Karena tak ada orang lain yang ada di sekitar dan yang ada di dekat situ, Luhan yakin bahwa 'seseorang' itu sedang berbicara padanya. Ia pun mendekati pagar dengan rasa penasaran akan suara –dia mengeluarkan pendapat –pemuda yang menarik perhatiannya dari bunga tersayang.
"Ya? Ada apa?" balas Luhan dengan nada lembutnya. Salah satu pribadi yang disukai banyak orang.
Meski keremangan petang membuat Luhan tak dapat menangkap rupa pemuda itu, Luhan hanya bisa berkesimpulan bahwa pemuda di hadapannya ini menggunakan jaket untuk menghangatkan tubuhnya yang lumayan kurus, lebih tinggi dari Luhan sendiri dan style rambut yang diacak –siluetnya sih seperti itu.

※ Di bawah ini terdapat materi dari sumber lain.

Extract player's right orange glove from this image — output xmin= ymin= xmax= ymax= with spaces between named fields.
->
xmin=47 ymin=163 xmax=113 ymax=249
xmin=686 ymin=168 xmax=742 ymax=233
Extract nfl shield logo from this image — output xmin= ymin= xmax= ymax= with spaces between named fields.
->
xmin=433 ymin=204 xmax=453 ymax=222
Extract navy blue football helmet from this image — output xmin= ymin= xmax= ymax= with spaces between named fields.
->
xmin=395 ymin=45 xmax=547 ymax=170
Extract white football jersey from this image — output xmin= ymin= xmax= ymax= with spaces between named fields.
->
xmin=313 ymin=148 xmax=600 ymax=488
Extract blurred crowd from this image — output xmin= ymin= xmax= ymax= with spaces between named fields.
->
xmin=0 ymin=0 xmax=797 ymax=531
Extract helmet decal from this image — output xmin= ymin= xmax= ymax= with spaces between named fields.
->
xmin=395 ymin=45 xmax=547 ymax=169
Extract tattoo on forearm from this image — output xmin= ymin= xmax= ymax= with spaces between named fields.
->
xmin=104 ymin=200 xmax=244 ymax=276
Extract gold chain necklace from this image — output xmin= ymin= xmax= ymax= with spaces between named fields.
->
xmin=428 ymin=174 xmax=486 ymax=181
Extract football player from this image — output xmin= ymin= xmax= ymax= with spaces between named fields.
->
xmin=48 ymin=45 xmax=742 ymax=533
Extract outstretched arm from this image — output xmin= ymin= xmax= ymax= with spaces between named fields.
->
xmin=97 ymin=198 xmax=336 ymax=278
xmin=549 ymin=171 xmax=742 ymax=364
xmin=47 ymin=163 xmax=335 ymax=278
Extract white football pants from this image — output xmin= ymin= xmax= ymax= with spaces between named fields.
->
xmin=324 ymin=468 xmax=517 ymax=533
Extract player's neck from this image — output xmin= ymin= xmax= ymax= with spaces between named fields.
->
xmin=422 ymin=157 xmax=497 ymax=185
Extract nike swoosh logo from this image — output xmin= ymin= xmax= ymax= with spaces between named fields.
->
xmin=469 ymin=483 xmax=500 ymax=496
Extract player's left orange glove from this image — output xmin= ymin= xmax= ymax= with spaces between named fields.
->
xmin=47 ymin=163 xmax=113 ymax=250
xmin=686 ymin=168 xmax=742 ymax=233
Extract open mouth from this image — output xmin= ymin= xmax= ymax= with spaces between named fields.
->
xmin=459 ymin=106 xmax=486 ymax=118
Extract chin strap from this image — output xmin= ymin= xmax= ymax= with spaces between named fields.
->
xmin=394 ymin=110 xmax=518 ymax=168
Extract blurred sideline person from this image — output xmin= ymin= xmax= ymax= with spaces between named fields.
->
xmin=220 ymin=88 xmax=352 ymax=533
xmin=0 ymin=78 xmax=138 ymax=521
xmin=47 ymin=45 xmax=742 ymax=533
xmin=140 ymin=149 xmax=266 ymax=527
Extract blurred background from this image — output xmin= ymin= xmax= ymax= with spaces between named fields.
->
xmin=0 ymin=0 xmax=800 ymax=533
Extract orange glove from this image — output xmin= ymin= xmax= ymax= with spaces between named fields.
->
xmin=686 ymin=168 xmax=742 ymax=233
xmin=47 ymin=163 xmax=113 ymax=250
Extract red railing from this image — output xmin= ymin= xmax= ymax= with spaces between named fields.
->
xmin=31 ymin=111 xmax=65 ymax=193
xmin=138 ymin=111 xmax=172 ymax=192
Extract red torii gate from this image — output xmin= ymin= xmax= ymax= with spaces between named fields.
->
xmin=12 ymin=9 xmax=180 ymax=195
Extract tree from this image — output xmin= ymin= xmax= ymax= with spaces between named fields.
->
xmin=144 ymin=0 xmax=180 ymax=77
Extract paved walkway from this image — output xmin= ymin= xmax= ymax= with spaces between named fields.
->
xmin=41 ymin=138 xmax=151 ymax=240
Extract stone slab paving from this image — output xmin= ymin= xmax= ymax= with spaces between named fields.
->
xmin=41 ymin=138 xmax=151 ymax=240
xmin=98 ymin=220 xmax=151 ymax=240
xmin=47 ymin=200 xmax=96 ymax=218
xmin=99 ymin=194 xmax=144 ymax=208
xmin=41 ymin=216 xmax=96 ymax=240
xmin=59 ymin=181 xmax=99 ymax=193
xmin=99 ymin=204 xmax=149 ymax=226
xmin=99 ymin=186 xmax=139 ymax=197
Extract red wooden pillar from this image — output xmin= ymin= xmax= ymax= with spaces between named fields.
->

5 menit kemudian, barulah si pemuda tinggi bersuara,
"Bolehkah aku meminta beberapa tangkai bunga dari tamanmu? Aku membutuhkannya, kumohon," terdengar jelas nada meminta yang terselip diantara datar suaranya. Dahi Luhan berkerut samar –heran.
"Bunga apa?" tanyanya
"Apa saja, terserah." sahut si pemuda cepat
Luhan tampak menimbang-nimbang. Ia bahkan tidak tahu dengan siapa dia berhadapan.
'bagaimana kalau penjahat yang sedang mencari peluang?'
Lubuk paling dalamnya membantah pikiran logis Luhan, membuat dia memutuskan keputusan final untuk membantu lantaran pemuda itu tampak sangat membutuhkan.
"Hm, baik. Tunggulah sebentar," kata Luhan sambil tersenyum, meskipun ia percaya kalau orang itu takkan bisa menikmati senyumannya, dan berlalu untuk mencari bunga yang cocok.
Beberapa lama kemudian, Luhan kembali ke pagar dan menemukannya masih terpaku di tempat semula. Padahal, ia mengira si pemuda sudah pergi karena bosan menunggu. Lampu tamannya yang temaram dan sinar bulan yang bersembunyi dibalik awan gelap tak banyak membantu Luhan untuk melihat secara jelas, hanya menyorot sosok itu ditengah gelapnya malam.
Tangan mungil Luhan disodorkan ke depan, lebih tepatnya ke atas pagar yang tingginya hanya sebatas hidung Luhan, dan di tangan itu ada tiga tangkai tulip kuncup –masing-masing kuning, merah jambu dan merah –, tiga tangkai lili dan setangkai bunga matahari kecil.
"Ini" ucap Luhan pada sosok pemuda di depannya. Perlahan, Luhan bisa melihat tangan itu menyambut bunga darinya dan jari mereka bersentuhan lembut.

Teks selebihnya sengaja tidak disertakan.